Воображаемый московский снег засыпает следы времени. Но незримый след в душе, оставленный Николаем Петровичем Шмелёвым, остается нетронутым и необходимым.
Е. Ю. Сидоров
Литературовед, эссеист, критик, доктор культурологии
Министр культуры России (1992–1997)
Посол Российской Федерации в ЮНЕСКО (1998–2002)
Первый секретарь Союза писателей Москвы Список основных научных трудов Николая Петровича Шмелёва
Н. П. Шмелёв Избранное Авансы и долги[28]
Состояние нашей экономики не удовлетворяет никого. Два ее центральных, встроенных, так сказать, дефекта – монополия производителя в условиях всеобщего дефицита и незаинтересованность предприятий в научно-техническом прогрессе – ясны, наверное, всем. Но как избавиться от этих дефектов, что делать, и не в теории, а на практике, – уверен, нет сегодня таких мудрецов ни наверху, ни внизу, кто решился бы утверждать, что им известен полностью пригодный для жизни рецепт. Вопросов у нас у всех сейчас гораздо больше, чем ответов на них. И нам еще много надо говорить, спорить, предлагать и отвергать, прежде чем мы всем миром нащупаем эти столь необходимые нам ответы.
По вспыхнувшим надеждам, по глубине, откровенности и смелости обсуждения наших проблем последние два года – это время подлинного возрождения нашей общественной мысли, нашего национального самосознания. XXVII съезд КПСС положил начало революционным переменам в жизни нашего общества. И развернувшаяся в стране прямая, честная дискуссия по наболевшим экономическим проблемам – одно из важнейших проявлений этого процесса.
Уже выявлены основные причины закупорки сосудов и замедления кровообращения в хозяйстве страны. Выдвинут принцип «от продразверстки к продналогу», означающий, что административные методы управления должны быть заменены экономическими, хозрасчетными стимулами и рычагами. Можно, наверное, сказать, что дорога здравому смыслу, по крайней мере в идейно-теоретическом плане, открылась. Очевидно, однако, что перестройку таких масштабов нельзя осуществить, как бы нам этого ни хотелось, одним махом. Слишком долго господствовал в нашем хозяйстве приказ вместо рубля. Настолько долго, что мы уже вроде бы и забыли: было, действительно было время, когда в нашей экономике господствовал рубль, а не приказ, то есть здравый смысл, а не кабинетный, умозрительный произвол.

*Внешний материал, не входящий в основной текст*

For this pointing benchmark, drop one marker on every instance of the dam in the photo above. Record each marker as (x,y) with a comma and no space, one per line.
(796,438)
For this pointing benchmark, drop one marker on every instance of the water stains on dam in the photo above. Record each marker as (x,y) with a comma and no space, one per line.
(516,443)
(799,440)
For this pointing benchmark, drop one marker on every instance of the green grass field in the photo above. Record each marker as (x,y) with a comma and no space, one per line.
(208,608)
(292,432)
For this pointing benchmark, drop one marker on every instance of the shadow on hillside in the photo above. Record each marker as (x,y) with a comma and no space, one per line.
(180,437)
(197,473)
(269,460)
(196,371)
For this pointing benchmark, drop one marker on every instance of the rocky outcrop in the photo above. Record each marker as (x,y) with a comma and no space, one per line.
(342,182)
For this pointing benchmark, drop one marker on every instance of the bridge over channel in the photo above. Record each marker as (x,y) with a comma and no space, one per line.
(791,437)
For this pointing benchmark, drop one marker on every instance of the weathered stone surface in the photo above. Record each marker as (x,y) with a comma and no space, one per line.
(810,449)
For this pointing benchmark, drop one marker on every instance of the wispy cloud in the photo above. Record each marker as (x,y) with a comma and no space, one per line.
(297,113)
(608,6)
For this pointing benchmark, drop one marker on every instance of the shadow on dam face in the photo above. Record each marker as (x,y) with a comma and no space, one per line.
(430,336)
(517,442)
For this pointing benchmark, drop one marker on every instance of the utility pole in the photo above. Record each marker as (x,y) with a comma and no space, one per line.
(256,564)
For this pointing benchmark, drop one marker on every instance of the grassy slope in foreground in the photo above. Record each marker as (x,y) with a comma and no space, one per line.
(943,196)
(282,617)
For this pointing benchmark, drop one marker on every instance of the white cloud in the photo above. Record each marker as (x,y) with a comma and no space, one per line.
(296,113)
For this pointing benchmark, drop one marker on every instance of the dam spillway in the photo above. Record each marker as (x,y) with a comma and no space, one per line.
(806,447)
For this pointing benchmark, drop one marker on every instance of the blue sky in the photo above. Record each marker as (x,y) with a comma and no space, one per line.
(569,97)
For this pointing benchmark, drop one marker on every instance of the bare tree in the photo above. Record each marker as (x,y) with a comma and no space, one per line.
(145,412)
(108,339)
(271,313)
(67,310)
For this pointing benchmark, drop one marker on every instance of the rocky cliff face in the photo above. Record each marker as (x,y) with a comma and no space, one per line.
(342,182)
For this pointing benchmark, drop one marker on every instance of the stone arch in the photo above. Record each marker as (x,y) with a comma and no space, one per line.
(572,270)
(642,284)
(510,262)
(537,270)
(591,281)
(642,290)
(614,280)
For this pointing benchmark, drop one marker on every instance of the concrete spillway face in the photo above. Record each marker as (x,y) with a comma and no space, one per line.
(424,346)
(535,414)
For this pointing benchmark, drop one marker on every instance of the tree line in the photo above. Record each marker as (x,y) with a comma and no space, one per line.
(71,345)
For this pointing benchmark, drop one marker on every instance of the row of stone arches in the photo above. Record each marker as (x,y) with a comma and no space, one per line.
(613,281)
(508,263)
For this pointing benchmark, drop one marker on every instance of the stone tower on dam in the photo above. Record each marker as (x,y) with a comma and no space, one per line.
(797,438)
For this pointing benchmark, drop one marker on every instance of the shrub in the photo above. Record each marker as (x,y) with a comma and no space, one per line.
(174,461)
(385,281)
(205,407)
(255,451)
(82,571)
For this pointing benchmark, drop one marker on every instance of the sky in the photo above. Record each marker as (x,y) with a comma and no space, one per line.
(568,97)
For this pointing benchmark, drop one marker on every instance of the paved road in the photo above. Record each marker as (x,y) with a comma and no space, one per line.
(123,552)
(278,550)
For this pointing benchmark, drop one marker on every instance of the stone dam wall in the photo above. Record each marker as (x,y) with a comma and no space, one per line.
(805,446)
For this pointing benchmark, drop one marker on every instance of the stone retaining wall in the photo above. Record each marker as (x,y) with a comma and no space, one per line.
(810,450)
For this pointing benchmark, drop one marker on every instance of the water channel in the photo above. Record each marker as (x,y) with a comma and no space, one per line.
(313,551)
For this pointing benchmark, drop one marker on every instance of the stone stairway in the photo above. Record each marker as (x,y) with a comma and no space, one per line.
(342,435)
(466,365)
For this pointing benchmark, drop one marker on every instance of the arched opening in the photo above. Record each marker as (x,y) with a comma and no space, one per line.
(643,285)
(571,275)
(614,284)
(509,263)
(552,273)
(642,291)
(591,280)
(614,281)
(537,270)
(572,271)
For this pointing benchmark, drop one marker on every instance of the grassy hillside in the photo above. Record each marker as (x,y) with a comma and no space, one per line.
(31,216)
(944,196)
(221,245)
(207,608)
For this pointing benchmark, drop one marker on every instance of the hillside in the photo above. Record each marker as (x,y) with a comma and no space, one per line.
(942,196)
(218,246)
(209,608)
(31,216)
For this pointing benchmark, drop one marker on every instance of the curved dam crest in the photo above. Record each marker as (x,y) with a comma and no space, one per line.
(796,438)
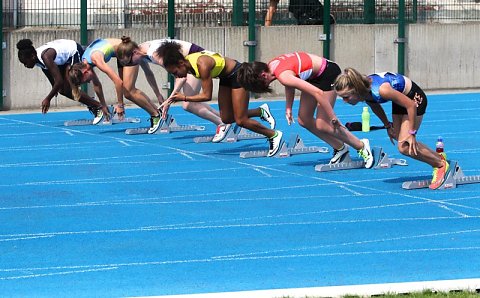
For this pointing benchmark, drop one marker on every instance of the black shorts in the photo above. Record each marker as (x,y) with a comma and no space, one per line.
(421,98)
(325,81)
(231,80)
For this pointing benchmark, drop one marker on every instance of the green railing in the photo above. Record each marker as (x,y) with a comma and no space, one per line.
(153,13)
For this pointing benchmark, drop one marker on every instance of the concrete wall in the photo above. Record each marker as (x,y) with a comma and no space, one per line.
(439,56)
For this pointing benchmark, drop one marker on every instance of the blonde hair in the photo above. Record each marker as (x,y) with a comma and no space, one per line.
(352,80)
(125,49)
(75,78)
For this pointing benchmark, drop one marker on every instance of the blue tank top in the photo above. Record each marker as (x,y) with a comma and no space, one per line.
(397,81)
(100,45)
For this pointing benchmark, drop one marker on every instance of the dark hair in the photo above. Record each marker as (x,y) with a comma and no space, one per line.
(171,53)
(125,50)
(25,48)
(249,77)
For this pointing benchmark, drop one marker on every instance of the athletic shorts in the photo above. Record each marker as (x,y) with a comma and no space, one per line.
(325,80)
(421,99)
(231,80)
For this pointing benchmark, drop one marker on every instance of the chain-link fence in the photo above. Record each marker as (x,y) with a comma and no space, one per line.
(153,13)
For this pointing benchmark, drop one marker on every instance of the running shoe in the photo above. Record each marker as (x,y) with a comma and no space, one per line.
(97,115)
(154,124)
(275,143)
(221,133)
(439,174)
(267,116)
(366,154)
(339,155)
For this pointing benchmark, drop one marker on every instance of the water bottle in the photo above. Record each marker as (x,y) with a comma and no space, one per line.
(439,145)
(365,120)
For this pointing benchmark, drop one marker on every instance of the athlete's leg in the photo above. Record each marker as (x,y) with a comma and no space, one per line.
(129,76)
(321,126)
(201,109)
(424,153)
(240,110)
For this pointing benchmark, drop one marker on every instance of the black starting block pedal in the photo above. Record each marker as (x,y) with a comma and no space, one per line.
(455,176)
(113,120)
(167,125)
(294,146)
(234,134)
(382,161)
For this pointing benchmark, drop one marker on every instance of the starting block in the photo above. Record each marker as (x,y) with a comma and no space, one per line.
(234,134)
(454,177)
(294,146)
(167,125)
(113,120)
(382,161)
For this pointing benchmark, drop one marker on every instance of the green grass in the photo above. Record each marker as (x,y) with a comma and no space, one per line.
(424,294)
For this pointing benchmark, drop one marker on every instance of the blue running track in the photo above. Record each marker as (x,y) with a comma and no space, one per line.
(90,211)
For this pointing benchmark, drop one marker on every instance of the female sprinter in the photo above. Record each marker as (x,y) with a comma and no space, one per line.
(130,53)
(55,59)
(409,103)
(98,53)
(232,98)
(313,76)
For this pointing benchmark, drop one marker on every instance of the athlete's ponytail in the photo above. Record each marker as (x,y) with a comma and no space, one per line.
(25,49)
(125,50)
(171,53)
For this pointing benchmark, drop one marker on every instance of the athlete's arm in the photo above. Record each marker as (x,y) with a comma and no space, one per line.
(386,91)
(48,57)
(380,112)
(289,97)
(98,60)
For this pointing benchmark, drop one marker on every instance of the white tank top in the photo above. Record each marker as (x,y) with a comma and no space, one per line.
(155,44)
(65,49)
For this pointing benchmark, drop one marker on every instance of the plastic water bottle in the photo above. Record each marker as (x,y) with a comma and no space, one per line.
(439,145)
(365,120)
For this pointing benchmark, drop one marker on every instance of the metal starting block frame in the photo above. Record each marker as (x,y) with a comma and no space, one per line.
(294,146)
(382,161)
(234,134)
(455,176)
(113,120)
(167,125)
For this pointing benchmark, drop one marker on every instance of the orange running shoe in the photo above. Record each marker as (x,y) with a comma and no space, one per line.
(439,174)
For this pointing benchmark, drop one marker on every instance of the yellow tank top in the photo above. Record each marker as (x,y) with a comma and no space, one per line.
(216,70)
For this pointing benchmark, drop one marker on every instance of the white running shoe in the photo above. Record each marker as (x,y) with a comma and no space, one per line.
(267,116)
(366,153)
(339,155)
(154,124)
(98,115)
(275,143)
(221,133)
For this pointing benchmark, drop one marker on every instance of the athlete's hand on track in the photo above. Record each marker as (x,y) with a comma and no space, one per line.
(45,106)
(120,110)
(289,117)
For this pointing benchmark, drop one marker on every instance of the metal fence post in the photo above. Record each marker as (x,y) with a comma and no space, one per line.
(1,58)
(171,34)
(326,28)
(369,11)
(401,37)
(237,19)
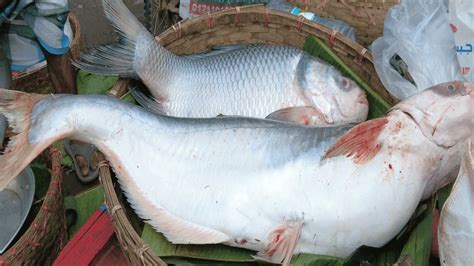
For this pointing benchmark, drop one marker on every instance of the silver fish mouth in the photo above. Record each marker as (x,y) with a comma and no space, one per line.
(407,112)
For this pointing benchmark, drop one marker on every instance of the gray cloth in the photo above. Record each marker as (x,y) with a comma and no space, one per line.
(28,26)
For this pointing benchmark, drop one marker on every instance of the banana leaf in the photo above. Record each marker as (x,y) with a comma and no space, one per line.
(413,244)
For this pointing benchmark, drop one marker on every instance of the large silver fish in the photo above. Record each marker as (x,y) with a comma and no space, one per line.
(257,80)
(254,183)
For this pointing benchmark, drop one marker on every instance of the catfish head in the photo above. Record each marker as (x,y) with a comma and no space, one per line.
(444,113)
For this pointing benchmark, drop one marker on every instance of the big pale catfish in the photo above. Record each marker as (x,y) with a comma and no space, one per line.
(259,184)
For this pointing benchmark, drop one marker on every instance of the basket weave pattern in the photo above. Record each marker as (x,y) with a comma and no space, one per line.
(257,24)
(251,24)
(366,16)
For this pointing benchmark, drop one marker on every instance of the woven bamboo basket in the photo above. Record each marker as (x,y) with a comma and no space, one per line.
(38,80)
(251,24)
(366,16)
(47,234)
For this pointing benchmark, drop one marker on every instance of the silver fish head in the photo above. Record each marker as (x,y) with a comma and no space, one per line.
(339,99)
(444,113)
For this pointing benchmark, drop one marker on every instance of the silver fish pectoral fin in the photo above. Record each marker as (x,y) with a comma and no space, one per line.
(281,243)
(303,115)
(137,89)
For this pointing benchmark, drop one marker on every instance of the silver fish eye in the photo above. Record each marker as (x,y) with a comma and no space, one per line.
(346,83)
(451,87)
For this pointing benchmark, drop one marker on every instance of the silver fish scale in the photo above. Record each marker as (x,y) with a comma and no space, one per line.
(261,77)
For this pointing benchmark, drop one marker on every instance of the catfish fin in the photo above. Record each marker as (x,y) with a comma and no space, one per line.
(218,50)
(360,142)
(281,243)
(174,228)
(146,101)
(304,115)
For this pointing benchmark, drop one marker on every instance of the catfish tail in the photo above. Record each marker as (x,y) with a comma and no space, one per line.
(115,59)
(18,153)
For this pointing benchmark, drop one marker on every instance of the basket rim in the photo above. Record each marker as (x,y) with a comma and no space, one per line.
(262,10)
(134,247)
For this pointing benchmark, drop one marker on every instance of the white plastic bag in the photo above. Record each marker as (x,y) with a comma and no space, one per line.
(461,15)
(456,222)
(418,32)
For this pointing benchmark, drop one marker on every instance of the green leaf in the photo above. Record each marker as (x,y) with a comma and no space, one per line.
(163,248)
(88,83)
(85,204)
(418,247)
(377,105)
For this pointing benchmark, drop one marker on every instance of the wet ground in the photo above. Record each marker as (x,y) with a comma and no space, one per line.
(95,28)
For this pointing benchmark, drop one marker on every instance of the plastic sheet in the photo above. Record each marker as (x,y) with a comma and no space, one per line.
(461,15)
(418,32)
(456,224)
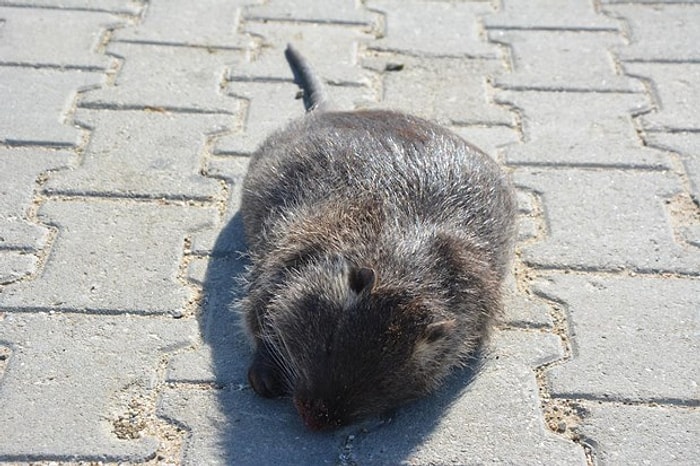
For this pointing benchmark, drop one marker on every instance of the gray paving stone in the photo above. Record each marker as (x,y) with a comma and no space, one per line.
(446,29)
(607,222)
(656,323)
(676,93)
(125,257)
(226,354)
(580,128)
(209,23)
(562,61)
(332,51)
(19,170)
(642,434)
(447,90)
(522,309)
(483,423)
(233,426)
(316,11)
(613,2)
(37,103)
(548,14)
(660,32)
(60,38)
(272,105)
(15,265)
(490,139)
(70,376)
(169,77)
(495,420)
(142,154)
(224,239)
(130,7)
(687,145)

Я понимаю, на какие упреки напрашиваюсь, но вопрос слишком серьезен и жизненно важен, чтобы смягчать выражения и прибегать к умолчаниям. Без признания того факта, что отказ от ленинской новой экономической политики самым тяжким образом осложнил социалистическое строительство в СССР, мы опять, как в 1953 и в 1965 годах, обречем себя на половинчатые меры, а половинчатость бывает, как известно, нередко хуже бездеятельности. Нэп с его экономическими стимулами и рычагами был заменен административной системой управления. Такая система по самой своей природе не могла заботиться о росте качества продукции и о повышении эффективности производства, о том, чтобы наибольший результат достигался при наименьших затратах. Нужного количества – вала – она добивалась не в согласии с объективными экономическими законами, а вопреки им. А раз вопреки – значит, ценой немыслимо высоких затрат материальных и, главное, людских ресурсов.
У нас пока еще господствует представление, что сложившаяся в стране система хозяйственных отношений, включая и структуру собственности, – это и есть воплощение марксизма-ленинизма на практике, воплощение, полностью отвечающее природе социализма как общественного строя. Ее можно, дескать, совершенствовать, подправлять, но в своих принципиальных основах она неприкосновенна. Однако если в научных выводах руководствоваться не указаниями, а фактами, не ностальгией по недавним временам, а честным желанием революционных по сути перемен, то вопрос об исторических корнях нашей экономической модели окажется далеко не решенным.